Next
We don't graduate.
There's the train ride home, and the End of Year prizegiving. But no one says who got the most NEWTs, or is the cleverest or the funniest.
But it was never like those films Aunt Petunia loved, with the popular guy and the unlikely (but still stunningly gorgeous) girl tripping off afterwards. We don't get to wear the silly hats and gowns. I mean, University graduates do. But plain old Harry Potter, ex-saviour of the Universe, isn't going to University.
I don't suppose I know where I'm going now. The Ministry offered me a place. I can just see it now. Open this flower show, Harry. Just another photo opportunity for the Minister from Australia. Yes, we do have Harry Potter working here. You know he defeated Voldemort. Yes, we can say it now he is dead and gone. Dead and gone.
The nights I wake up sweat soaked and choking kind of put paid to the "gone" comment. Deep breathing and warming my cold arms against Ron's back seem to help dispell any lingering effects though.
We all know that Hermione is the cleverest. She's not just going to University. She's going to University in America. She says that she always meant to go there, and that saving the world kind of took away any time as she had to sleep and research and heal. And they have a fantastic facility over there. And it's all ramps and that'll mean she can use the wheelchair when she's tired.
I don't think they want me to stay at Hogwarts. Snape, who never changed at all, yet became the best of us all during the war, mockingly sneered that I could teach Defence Against the Dark Arts. After all, I'd managed to go through enough teachers. There will not be a change this year. Remus looks happy to be back.
Eventually it's just the three of us on Platform 9 and 3/4 for the last time.
"It's not the last time. We can still use the train to get to Hogsmeade." Ron points out.
We hold in tight against a pillar watching reunions with families, younger brothers and sisters looking on enviously and wishing themselves at Hogwarts already.
I don't need to go home to Privet Close. I'm no longer a dependent. I'm independantly wealthy. And from here I'm heading to Diagon Alley and a room at the Leaky Cauldron and...

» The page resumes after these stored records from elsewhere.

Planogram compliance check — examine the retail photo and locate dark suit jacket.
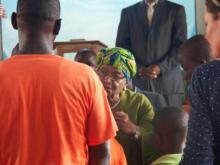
[116,0,187,95]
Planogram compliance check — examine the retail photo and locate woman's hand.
[114,112,139,137]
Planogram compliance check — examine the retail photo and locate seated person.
[178,35,214,112]
[75,48,96,69]
[147,107,188,165]
[97,48,154,165]
[75,49,127,165]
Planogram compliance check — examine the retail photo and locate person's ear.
[11,12,18,30]
[201,60,207,64]
[53,19,61,35]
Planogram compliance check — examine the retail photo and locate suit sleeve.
[159,6,187,74]
[137,95,154,135]
[116,9,131,50]
[183,68,214,165]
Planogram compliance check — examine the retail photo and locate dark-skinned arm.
[89,140,110,165]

"What do we do next?" Hermione is looking for her parents in the crowd. She can't manage her luggage and her crutches.
"Keep in touch, I suppose." Ron shuffles his feet, looking like the first year I first met again.
"Well, we have to leave the Platform sometime." We all walk towards the exit.

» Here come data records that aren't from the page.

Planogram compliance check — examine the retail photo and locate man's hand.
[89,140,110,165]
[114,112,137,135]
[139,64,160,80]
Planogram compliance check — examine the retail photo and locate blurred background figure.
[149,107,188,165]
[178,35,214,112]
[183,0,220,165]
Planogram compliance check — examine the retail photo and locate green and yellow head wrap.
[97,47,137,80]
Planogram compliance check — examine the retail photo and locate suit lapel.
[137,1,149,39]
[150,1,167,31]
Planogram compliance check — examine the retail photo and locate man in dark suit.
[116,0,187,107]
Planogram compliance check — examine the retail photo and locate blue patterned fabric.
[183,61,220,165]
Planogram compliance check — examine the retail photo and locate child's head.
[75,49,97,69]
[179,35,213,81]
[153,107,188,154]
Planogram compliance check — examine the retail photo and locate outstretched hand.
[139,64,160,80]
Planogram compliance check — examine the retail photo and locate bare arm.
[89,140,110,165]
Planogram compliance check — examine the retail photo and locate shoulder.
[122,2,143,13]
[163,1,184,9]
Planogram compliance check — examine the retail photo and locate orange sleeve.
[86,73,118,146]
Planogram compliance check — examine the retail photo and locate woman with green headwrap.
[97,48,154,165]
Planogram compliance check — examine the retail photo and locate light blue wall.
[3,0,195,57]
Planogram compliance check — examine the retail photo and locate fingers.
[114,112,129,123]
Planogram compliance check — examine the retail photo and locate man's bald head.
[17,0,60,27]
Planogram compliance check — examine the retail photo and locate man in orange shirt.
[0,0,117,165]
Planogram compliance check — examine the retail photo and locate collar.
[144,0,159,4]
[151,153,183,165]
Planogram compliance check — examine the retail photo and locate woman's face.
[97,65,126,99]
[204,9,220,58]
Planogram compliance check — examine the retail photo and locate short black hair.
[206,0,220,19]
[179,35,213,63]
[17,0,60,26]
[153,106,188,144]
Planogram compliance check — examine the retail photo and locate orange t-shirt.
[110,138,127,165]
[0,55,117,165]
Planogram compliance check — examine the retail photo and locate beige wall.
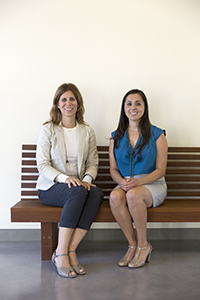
[0,0,200,228]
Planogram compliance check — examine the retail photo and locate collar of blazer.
[54,123,87,177]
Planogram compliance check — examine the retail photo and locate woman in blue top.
[109,89,168,268]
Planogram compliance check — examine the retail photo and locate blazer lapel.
[54,125,67,171]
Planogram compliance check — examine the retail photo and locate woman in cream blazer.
[37,83,103,278]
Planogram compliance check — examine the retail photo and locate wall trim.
[0,228,200,242]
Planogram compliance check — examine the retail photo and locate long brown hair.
[44,83,85,125]
[114,89,151,160]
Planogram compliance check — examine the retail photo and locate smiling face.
[58,91,78,119]
[124,94,145,123]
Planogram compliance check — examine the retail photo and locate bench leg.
[41,222,58,260]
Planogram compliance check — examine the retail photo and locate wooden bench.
[11,145,200,260]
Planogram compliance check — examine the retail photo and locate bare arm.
[126,133,168,190]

"See you during the summer? Afterwards?" Ron sounds desperate.
"I'll send you an owl once I get settled. And to you, Hermione." But she's gone, her family swooping down to check that she's still all there, and nothing more got broken in the last three weeks. "There's your Mum. Ginny's already there."
"I'm going to miss you, Harry. You know I will." He hugs me, awkward with the whole "public display of affection" thing still, and heads off.
And it's just me, watching the last seven years of my life just kind of drift off. We don't graduate. I guess we did that a month ago.